There’s often a sense of career inevitability that emerges in retrospect, but when I finished my Honours I had no idea what I wanted to do, aside from “a PhD overseas”. So, I moved to Uganda, where my partner was working, to submit applications, do Skype interviews and hope for the best. The R skills I developed during my Honours year led to a fellowship in data science at a solar power start-up. We sold small home solar kits to the ~80% of Ugandans living without grid power, to keep their lights on at night, charge mobile phones and run small appliances using renewable energy. In this role, I worked with some brilliant women, who provided critical context for customer data to codesign a model that would support their work in the field.

I was lucky enough to then find out I’d been awarded a Gates Cambridge Scholarship to start my PhD in the UK. I was jumping from tropical reptiles to Antarctic seabirds – but continuing to work with animal tracking data to understand the behaviour of predators in the wild. It was September 2017.

It takes a village

The five years from the start to the end of my PhD were not as I expected them to be. It’s always tempting to gloss over these things, but I believe it does all of us a disservice to pretend our career journeys are independent of our personal lives. Between losing a parent, becoming a parent and the COVID-19 pandemic, I spent more time away from Cambridge than in it during my PhD.

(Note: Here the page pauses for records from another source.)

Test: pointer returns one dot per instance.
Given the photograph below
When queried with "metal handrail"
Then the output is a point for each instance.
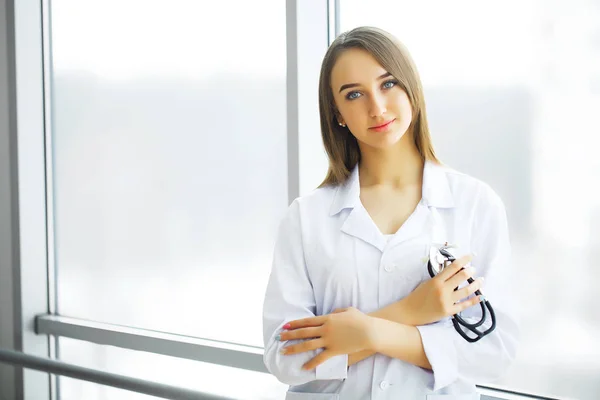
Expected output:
(104, 378)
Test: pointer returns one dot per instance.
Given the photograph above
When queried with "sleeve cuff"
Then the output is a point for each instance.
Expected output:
(438, 342)
(334, 368)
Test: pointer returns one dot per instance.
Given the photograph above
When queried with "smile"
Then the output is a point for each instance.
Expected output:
(381, 128)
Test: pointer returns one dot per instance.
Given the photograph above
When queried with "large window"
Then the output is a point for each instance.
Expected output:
(170, 172)
(513, 93)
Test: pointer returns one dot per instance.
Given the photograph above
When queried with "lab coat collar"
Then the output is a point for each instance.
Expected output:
(435, 192)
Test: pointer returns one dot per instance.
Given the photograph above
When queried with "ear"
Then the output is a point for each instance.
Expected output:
(339, 118)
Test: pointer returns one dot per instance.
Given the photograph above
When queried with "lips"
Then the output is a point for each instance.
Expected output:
(382, 126)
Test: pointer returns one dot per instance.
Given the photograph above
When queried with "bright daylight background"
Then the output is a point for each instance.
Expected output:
(170, 163)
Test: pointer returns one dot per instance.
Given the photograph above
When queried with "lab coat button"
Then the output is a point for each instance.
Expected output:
(384, 385)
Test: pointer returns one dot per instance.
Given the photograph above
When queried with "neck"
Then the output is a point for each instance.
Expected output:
(398, 167)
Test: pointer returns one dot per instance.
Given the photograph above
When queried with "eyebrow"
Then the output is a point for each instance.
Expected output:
(351, 85)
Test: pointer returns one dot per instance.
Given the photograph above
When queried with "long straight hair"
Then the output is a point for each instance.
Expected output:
(341, 146)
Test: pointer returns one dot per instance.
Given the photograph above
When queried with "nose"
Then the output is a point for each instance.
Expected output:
(377, 106)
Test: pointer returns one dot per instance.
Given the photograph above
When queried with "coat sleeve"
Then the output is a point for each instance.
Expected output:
(487, 359)
(289, 296)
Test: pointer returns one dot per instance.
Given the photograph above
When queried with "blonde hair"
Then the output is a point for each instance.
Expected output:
(341, 146)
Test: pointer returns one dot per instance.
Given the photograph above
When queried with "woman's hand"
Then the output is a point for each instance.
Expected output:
(345, 331)
(436, 298)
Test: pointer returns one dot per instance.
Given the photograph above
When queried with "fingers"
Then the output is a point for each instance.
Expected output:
(463, 305)
(460, 277)
(303, 347)
(467, 290)
(456, 266)
(301, 333)
(318, 360)
(306, 322)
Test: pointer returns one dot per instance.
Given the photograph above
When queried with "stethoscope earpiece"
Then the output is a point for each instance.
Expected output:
(440, 258)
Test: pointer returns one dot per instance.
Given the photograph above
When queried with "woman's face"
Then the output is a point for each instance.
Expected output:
(370, 101)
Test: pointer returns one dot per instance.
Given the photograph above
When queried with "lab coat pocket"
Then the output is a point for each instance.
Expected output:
(470, 396)
(311, 396)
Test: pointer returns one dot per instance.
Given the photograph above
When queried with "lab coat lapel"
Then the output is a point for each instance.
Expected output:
(358, 222)
(360, 225)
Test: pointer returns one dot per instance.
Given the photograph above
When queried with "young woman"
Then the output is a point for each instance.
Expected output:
(350, 310)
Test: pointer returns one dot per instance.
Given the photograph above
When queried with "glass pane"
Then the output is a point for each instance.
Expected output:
(203, 377)
(513, 93)
(170, 161)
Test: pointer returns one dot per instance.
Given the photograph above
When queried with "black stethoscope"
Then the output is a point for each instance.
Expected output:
(440, 258)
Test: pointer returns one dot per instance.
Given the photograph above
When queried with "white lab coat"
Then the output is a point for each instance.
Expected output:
(330, 254)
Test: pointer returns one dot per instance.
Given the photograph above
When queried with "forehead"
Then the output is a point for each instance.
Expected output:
(355, 66)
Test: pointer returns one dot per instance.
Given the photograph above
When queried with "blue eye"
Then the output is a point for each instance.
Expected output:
(389, 84)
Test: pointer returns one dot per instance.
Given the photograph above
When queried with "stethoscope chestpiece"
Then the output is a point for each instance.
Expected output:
(439, 259)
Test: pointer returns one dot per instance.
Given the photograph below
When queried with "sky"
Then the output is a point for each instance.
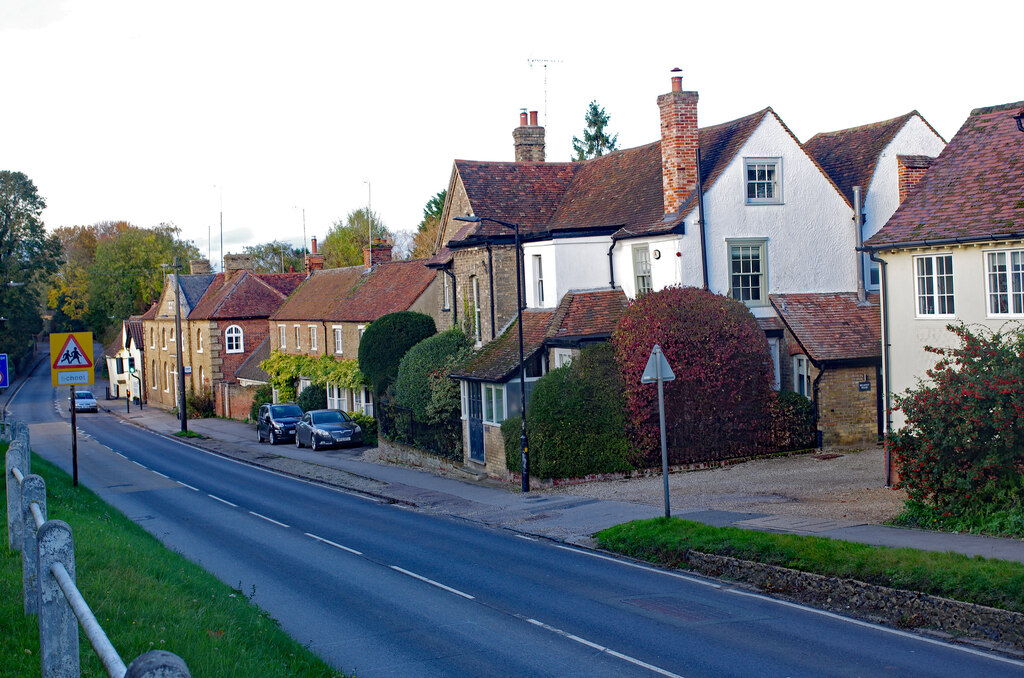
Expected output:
(182, 112)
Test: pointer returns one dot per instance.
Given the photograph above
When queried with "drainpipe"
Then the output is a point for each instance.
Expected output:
(611, 267)
(858, 224)
(704, 241)
(491, 282)
(885, 358)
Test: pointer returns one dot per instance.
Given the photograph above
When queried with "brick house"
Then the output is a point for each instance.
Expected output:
(327, 314)
(953, 251)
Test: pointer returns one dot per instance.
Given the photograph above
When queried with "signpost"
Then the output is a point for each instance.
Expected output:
(659, 371)
(71, 365)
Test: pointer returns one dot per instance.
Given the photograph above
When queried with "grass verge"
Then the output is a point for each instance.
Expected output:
(145, 597)
(983, 581)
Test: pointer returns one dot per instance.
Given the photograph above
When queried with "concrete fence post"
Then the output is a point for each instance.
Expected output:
(158, 664)
(33, 491)
(57, 624)
(14, 459)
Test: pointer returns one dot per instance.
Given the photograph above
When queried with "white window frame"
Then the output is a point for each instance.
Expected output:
(237, 337)
(934, 280)
(773, 185)
(643, 280)
(339, 346)
(1008, 283)
(749, 243)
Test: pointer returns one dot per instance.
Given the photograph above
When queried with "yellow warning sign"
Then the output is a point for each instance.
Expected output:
(71, 358)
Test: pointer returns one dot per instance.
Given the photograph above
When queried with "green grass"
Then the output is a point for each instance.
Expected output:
(145, 597)
(984, 581)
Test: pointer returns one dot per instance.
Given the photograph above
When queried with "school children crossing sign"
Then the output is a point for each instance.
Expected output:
(71, 358)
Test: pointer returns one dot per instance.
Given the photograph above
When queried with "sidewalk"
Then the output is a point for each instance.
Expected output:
(561, 517)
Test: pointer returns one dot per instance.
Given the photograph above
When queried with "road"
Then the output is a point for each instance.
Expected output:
(381, 590)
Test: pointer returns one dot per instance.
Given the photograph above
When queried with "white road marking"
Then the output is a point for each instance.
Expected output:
(335, 545)
(260, 515)
(602, 648)
(433, 583)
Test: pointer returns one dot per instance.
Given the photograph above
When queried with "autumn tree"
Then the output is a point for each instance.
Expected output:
(595, 139)
(344, 242)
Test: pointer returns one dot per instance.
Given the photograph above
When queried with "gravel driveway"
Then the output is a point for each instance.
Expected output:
(850, 486)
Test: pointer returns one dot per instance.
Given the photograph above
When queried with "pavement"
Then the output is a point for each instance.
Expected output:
(566, 518)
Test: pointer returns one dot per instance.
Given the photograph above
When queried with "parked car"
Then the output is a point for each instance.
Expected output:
(84, 401)
(325, 428)
(275, 422)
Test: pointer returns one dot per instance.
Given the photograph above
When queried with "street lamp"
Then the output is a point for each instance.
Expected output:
(524, 458)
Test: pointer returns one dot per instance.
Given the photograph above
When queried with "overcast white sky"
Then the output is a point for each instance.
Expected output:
(150, 112)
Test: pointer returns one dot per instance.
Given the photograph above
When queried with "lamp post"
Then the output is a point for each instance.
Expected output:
(524, 456)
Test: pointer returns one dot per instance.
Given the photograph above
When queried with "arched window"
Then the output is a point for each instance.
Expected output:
(233, 339)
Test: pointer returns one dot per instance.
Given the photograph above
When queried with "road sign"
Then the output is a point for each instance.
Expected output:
(71, 358)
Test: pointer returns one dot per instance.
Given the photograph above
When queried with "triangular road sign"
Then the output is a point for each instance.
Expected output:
(72, 355)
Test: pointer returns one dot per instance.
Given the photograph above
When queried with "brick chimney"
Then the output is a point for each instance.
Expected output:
(528, 137)
(314, 261)
(379, 251)
(679, 143)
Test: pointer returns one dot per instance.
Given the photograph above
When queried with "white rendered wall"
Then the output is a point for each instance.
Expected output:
(915, 138)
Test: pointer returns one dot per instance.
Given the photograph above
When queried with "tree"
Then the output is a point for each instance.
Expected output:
(595, 140)
(344, 243)
(275, 256)
(28, 257)
(426, 234)
(719, 404)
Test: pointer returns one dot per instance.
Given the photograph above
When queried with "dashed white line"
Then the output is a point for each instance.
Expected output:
(334, 544)
(602, 648)
(260, 515)
(433, 583)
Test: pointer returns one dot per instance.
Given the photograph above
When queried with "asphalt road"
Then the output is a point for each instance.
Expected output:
(382, 590)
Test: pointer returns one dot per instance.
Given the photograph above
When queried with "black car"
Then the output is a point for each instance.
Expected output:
(276, 422)
(324, 428)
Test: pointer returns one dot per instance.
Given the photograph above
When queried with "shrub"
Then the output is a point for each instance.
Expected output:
(263, 394)
(717, 407)
(385, 342)
(576, 420)
(962, 449)
(312, 396)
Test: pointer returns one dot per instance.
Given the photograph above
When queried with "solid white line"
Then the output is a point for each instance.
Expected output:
(260, 515)
(433, 583)
(877, 627)
(335, 545)
(656, 570)
(602, 648)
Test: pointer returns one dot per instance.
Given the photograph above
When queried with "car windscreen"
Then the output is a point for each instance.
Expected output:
(287, 411)
(330, 417)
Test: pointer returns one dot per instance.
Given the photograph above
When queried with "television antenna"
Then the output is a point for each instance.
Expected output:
(544, 62)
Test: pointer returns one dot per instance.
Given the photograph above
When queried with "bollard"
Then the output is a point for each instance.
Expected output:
(158, 664)
(14, 459)
(33, 491)
(57, 624)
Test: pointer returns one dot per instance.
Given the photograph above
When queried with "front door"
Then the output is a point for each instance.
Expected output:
(475, 419)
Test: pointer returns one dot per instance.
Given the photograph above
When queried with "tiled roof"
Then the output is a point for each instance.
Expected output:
(973, 192)
(250, 369)
(320, 294)
(832, 327)
(500, 357)
(246, 295)
(849, 156)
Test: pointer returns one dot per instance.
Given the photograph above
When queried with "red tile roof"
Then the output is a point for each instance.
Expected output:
(974, 192)
(849, 156)
(832, 327)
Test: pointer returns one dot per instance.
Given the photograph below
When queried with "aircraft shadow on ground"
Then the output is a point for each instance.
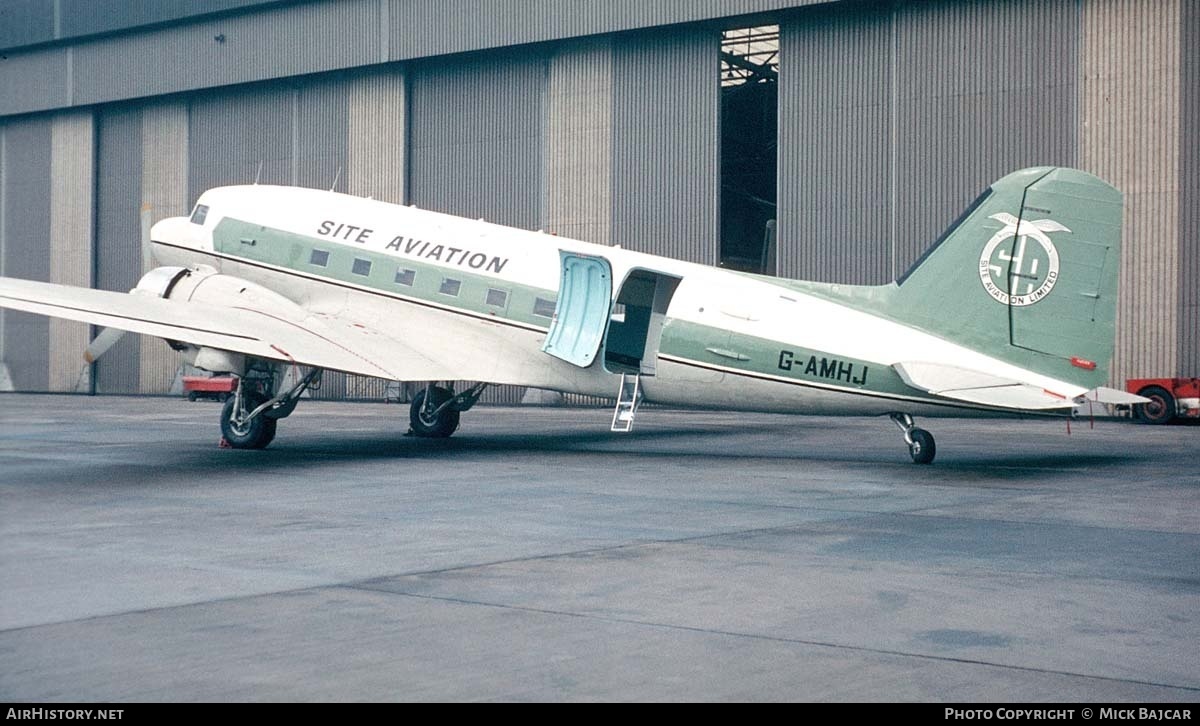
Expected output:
(678, 448)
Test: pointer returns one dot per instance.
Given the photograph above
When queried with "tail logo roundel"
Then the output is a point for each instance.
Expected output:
(1030, 271)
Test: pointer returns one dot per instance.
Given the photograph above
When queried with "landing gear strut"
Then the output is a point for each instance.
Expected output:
(250, 417)
(921, 442)
(435, 412)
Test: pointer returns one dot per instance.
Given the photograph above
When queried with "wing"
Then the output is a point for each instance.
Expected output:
(319, 341)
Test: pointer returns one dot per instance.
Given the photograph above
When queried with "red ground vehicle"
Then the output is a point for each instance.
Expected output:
(202, 387)
(1169, 397)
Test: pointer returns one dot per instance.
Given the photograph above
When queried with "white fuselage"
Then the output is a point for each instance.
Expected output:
(729, 310)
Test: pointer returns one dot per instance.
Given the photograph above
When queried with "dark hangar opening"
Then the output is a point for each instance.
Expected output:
(749, 147)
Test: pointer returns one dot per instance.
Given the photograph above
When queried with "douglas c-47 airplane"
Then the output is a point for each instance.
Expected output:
(1011, 311)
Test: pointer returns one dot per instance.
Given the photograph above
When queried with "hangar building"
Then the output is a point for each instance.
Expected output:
(823, 141)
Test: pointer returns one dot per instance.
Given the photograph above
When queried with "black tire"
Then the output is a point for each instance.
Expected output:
(922, 449)
(1161, 408)
(436, 427)
(255, 435)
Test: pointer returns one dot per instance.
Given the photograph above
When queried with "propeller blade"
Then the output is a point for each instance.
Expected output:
(147, 252)
(102, 342)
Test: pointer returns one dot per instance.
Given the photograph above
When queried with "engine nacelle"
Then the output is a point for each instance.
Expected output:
(160, 282)
(205, 286)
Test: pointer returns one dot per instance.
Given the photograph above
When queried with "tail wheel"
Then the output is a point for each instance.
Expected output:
(430, 423)
(922, 449)
(255, 433)
(1161, 408)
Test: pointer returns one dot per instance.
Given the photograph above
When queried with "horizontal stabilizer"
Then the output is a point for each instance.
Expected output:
(976, 387)
(1105, 395)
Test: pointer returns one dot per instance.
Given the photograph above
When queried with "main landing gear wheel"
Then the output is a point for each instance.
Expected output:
(1161, 408)
(921, 442)
(427, 415)
(240, 433)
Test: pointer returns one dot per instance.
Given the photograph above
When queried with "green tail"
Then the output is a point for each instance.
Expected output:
(1027, 275)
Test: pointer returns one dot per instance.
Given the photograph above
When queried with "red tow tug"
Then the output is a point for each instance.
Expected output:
(217, 388)
(1169, 399)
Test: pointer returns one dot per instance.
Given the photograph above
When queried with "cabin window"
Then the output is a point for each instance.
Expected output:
(497, 298)
(544, 307)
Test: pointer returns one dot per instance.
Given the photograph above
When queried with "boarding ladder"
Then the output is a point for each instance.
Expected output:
(628, 400)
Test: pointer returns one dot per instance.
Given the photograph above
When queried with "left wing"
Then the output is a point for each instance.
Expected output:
(324, 342)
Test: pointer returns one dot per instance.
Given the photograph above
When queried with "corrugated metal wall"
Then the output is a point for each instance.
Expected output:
(24, 213)
(1129, 120)
(119, 235)
(273, 43)
(835, 141)
(475, 137)
(377, 155)
(297, 39)
(1189, 198)
(239, 135)
(665, 143)
(165, 163)
(72, 204)
(893, 119)
(579, 141)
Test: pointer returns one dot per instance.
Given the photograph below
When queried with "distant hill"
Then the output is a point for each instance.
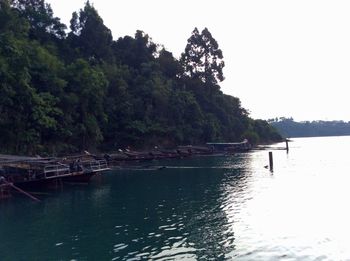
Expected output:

My partner and I made a snap decision in March 2020 to come back to Australia before the borders closed. It was June 2022 before we returned to the UK, and as a family of three. Without the unshakable confidence of my supervisor that I was, somehow, going to finish my thesis – through time off, time down, remote work, and maternity leave – I honestly don’t believe I would have done so.

Writing up with an eight-month-old was a task made possible by a strong community of support. My husband had good parental leave and could cycle our son into my office to breastfeed. My officemate played games with the baby on the floor while I had Zoom meetings. We celebrated his first birthday two days after I handed in my thesis, in October 2022. Serendipitous timing, and a job advert spotted by a friend while on my own thesis-induced social-media ban, meant that the next time we returned to Brisbane was on our own terms.

From theory to practice

Over a lifetime of pole-to-pole migrations the average Arctic tern travels the distance to the moon and back, three times. Bar-headed geese fly up to 8,000 metres high as they cross the Himalayas on their annual migration. The more we research, the more we find that animals travel farther and endure conditions more extreme than we ever expected.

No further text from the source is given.